Stew Leonard Jr., who was not on the boat, told WestportNow the day after the accident that the Leonards and Speranzas had been close family friends for more than 40 years. Over the years, Speranza, had undertaken many construction projects for the Leonards, he said, adding that his mother Marianne Leonard was also a close friend of Barbara Speranza.
According to the St. Maarten Daily Herald website, Leonard Sr., Speranza, Leonard’s son Tom and the boat’s captain Martjin Haasdit had set out at 6 a.m. en route to St. Thomas in U.S. Virgin Islands to deliver propellers.
“As we approached the island a huge rogue wave came out of nowhere and hit the bow of the boat.,” Leonard, Sr. told the Daily Herald.
“It must have been 12 feet high. The wave came crashing through the boat and smashed the glass of the 10-foot-wide windshield, which is normally bulletproof. My son was also swept down to the back of the boat, but he was able to grab onto a railing.”
“Immediately we turned the boat around to look for Bob where we saw white cushions floating in the water,” he added. ” We called in a ‘mayday,’ got him on board, and proceeded to do CPR on him for about 30 minutes, which was the time it took to get the boat to Tortola.
“We all worked on him, trying everything we could to resuscitate him, but to no avail.”
Leonard Jr. said he heard that at the hospital in Tortola his father kept moving back and forth between two rooms.
“He kept going from room to room, one where my brother Tommy was conscious and had a number of stitches and bruises, and the other where, Bob was unconscious,” Leonard Jr. said.

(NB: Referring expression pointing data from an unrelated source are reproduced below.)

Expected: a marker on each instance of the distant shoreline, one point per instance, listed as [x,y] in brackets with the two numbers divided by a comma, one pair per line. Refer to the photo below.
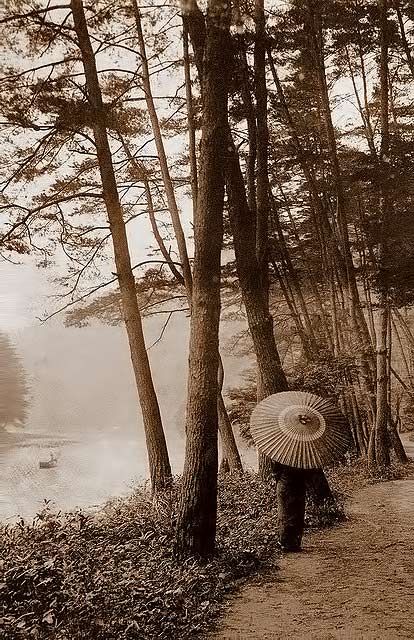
[25,439]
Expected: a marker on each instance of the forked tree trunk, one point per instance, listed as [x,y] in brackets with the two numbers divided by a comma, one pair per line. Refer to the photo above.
[271,377]
[159,466]
[196,525]
[230,450]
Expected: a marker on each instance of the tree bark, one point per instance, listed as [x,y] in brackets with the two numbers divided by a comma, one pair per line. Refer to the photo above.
[165,171]
[197,515]
[159,466]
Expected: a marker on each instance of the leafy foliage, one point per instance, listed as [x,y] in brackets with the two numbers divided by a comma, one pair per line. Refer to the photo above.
[114,576]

At first the doctors managed to get Speranza’s pulse started and his breathing going again, but shortly afterwards he died, the newspaper said.

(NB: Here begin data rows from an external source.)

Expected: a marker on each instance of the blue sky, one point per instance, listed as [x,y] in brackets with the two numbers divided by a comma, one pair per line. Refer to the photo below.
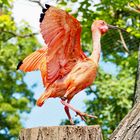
[52,111]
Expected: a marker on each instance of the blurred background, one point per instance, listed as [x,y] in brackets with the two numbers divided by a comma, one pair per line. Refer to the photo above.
[112,94]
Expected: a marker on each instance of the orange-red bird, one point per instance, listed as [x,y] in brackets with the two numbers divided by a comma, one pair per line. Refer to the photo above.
[64,67]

Leonard, Jr. said the entire event brought back painful memories for him and his wife Kim of 1989 when their son Stew Leonard III, 2, drowned in a swimming pool while the family was vacationing in St. Maarten.
“This just brought all that back,” said Leonard Jr. who shortly after the drowning launched the Stew Leonard III Water Safety Foundation.
He said that Speranza’s brother, Joe Speranza of Weston, “was the one whose shoulder I leaned on” after his son died.
“When I spoke to him the other day, he said now I have to lean on your shoulder,” Leonard, Jr. said.
A spokeswoman at Stew Leonard’s said the company had no comment on the lawsuit. Leonard Sr. could not be reached.
James Lomuscio contributed reporting.